Australian actress and producer

Amie Casey (born 8 September 1990) is an Australian actress and producer.

== Early life ==

Amie Casey was born in Milton, New South Wales and grew up in Bellambi. She attended Wollongong High School Of The Performing Arts before relocating to Maryborough, Queensland as a teenager. Amie was an active member of her high school drama team and participated in multiple school plays. She moved to Brisbane upon graduation at Aldridge State High School in 2008 to pursue a career in the arts.

== Personal life ==

Amie resides in Brisbane and is the mother of two children, Arielle and Shoaib. She is an animal lover and advocate of female rights.

== Career ==
In 2011, Amie began modelling for local brands throughout Brisbane and the Gold Coast. She soon moved into styling and fashion design and launched a wearable couture label in 2014 called Kill Casey.

The label failed to take off, and 2015 saw Amie propelled into the film and television industry, where she acted in a number of local productions, including BMC's short film '9ball', directed by Darwin Brooks. Amie also joined the Stage One International Film Festival team in 2015/2016 as the Entertainment Director.

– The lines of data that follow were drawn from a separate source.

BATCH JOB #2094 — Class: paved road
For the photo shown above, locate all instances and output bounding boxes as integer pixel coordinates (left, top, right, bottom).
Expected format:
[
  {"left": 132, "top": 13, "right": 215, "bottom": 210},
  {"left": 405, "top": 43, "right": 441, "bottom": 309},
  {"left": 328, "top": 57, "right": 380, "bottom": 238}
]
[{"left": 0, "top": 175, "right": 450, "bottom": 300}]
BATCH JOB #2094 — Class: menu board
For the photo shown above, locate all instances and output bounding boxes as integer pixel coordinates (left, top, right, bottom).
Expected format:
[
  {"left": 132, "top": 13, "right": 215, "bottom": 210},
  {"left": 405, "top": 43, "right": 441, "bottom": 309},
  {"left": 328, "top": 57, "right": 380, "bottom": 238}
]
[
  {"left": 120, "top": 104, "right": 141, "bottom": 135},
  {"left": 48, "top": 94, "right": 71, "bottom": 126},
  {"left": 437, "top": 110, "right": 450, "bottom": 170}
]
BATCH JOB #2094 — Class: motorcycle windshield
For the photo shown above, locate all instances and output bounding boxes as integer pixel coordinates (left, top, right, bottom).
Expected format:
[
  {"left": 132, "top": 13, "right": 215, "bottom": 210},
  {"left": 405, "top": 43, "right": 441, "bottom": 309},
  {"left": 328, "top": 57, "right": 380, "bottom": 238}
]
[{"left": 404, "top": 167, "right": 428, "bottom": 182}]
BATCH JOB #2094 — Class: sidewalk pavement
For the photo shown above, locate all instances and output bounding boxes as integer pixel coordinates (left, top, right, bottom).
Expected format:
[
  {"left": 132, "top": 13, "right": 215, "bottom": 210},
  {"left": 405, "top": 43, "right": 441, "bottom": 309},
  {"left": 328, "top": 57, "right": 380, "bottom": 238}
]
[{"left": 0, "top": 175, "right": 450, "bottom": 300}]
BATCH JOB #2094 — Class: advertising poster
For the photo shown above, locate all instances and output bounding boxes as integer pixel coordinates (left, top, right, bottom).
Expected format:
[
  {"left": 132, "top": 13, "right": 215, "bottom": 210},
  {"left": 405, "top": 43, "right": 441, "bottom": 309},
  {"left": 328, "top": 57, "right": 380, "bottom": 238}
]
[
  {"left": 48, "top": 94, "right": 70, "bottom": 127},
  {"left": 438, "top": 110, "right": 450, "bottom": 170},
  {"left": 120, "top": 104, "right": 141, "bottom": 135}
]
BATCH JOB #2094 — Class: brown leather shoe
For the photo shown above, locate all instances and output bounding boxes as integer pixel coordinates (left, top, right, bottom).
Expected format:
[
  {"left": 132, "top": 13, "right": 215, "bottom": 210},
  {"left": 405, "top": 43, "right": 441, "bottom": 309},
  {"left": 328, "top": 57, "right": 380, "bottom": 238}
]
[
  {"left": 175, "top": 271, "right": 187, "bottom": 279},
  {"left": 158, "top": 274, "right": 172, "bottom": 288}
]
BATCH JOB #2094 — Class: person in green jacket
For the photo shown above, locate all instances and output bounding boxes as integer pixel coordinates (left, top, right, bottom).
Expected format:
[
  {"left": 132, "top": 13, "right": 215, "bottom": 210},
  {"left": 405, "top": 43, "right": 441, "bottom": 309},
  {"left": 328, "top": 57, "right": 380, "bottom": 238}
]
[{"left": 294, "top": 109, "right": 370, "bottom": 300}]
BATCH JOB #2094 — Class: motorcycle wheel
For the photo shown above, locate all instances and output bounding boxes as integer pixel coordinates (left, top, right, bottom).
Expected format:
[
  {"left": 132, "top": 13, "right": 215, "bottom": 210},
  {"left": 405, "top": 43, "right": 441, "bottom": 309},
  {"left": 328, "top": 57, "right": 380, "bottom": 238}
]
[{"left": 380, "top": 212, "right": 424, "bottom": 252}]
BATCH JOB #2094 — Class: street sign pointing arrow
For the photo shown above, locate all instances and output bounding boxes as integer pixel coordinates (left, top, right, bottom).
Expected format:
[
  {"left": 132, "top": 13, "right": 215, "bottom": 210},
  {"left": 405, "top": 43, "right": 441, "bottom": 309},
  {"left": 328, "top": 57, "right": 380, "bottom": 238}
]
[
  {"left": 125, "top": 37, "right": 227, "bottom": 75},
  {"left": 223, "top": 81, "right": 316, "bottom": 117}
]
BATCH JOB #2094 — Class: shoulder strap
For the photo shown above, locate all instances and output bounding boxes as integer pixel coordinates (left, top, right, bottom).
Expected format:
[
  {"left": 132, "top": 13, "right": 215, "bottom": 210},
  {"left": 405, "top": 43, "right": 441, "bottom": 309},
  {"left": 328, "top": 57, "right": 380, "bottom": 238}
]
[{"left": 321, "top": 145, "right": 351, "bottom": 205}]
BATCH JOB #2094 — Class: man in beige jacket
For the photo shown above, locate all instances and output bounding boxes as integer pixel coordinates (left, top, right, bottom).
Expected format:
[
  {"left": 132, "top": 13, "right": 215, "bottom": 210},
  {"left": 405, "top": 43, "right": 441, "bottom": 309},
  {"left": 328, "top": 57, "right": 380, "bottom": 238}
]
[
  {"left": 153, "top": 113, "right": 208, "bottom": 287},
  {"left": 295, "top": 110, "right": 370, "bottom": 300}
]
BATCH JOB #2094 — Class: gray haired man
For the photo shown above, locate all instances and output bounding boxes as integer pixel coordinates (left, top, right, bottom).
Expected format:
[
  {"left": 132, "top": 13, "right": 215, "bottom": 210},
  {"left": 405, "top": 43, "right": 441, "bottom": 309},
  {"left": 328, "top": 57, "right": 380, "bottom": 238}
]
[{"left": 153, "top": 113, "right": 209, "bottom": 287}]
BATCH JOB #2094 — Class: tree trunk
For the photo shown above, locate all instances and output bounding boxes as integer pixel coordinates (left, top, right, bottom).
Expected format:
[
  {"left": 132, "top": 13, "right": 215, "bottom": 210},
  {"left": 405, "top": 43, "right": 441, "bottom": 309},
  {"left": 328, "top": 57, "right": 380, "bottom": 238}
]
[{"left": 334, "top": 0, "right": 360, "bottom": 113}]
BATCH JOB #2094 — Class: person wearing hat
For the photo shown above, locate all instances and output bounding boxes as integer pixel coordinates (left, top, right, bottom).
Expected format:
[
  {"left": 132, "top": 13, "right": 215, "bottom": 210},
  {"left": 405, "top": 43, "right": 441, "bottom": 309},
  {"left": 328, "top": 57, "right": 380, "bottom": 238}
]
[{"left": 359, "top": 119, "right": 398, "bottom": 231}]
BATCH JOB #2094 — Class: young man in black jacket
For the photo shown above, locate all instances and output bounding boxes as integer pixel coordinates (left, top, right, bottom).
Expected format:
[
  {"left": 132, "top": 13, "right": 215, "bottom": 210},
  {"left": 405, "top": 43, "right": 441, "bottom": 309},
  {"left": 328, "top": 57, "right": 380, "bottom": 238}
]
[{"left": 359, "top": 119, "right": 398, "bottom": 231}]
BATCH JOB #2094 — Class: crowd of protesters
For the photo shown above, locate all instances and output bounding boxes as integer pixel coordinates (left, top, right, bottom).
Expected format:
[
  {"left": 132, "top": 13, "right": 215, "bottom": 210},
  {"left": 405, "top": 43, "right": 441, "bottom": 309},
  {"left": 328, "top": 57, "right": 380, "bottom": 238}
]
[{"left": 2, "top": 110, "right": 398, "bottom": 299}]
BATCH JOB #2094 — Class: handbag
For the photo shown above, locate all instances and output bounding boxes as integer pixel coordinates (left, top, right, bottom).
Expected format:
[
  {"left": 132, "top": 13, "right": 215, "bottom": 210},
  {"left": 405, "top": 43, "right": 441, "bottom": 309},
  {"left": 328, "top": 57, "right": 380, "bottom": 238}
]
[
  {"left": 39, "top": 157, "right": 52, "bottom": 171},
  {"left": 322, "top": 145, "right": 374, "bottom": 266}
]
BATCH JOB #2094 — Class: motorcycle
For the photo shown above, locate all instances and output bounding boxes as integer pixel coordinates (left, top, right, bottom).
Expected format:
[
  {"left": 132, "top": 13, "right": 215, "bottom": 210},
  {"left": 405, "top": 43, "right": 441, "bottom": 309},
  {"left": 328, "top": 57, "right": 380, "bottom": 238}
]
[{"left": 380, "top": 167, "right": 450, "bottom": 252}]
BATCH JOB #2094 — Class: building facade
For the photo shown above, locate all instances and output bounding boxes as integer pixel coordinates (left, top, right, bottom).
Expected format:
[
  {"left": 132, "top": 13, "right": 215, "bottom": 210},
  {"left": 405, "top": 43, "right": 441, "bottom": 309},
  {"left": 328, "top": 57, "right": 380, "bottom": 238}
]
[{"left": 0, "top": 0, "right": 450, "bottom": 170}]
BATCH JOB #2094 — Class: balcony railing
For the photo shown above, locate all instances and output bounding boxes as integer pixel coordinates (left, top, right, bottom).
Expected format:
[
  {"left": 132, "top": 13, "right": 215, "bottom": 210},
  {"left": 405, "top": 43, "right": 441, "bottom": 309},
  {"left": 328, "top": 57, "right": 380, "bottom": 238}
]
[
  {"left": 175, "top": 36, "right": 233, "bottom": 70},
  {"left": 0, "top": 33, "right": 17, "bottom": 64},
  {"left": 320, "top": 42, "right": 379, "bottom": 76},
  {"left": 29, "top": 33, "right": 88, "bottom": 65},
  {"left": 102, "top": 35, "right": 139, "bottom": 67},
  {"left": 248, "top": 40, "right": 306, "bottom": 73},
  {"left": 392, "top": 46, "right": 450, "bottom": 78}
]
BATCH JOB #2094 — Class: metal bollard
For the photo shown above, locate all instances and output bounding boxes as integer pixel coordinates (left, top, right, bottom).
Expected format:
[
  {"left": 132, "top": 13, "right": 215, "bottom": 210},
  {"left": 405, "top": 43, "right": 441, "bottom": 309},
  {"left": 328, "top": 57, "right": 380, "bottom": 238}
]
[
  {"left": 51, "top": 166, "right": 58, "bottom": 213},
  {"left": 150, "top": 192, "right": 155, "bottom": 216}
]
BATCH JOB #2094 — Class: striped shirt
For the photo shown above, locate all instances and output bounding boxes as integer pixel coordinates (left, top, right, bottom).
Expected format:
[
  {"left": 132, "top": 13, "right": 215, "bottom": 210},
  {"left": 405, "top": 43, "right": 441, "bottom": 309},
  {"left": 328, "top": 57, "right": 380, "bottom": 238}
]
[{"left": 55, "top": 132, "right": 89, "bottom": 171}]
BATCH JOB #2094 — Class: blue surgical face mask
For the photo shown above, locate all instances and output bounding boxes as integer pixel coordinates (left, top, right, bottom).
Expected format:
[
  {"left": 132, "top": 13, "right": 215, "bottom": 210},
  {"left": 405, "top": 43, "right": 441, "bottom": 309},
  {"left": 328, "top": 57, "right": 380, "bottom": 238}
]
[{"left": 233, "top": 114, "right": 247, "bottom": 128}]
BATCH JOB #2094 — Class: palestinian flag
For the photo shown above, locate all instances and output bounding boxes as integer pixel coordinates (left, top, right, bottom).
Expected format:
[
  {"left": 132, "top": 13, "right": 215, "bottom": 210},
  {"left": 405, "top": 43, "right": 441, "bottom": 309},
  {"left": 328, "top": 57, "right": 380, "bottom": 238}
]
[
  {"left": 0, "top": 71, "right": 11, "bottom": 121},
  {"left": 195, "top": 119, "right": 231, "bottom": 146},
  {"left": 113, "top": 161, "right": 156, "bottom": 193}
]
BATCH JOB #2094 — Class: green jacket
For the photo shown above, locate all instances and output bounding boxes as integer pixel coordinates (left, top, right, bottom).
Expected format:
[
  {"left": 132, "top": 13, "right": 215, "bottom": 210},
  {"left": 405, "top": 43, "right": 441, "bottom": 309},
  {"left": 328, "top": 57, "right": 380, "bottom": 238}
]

In late 2015, Amie joined the production We Were Tomorrow as a co-producer, which stars Chai Hansen, Gyton Grantley, Alicia Banit and Madeleine Kennedy. Initially a feature film, the production later reformatted in 2016 as a television series and other well-known actors joined the cast, including Tessa James, Johnny (Beau) Brady and Nic Westaway.

In early 2017, Amie joined the Queensland television production Stage Mums as a producer and contributed to the full eight episodes of the third season.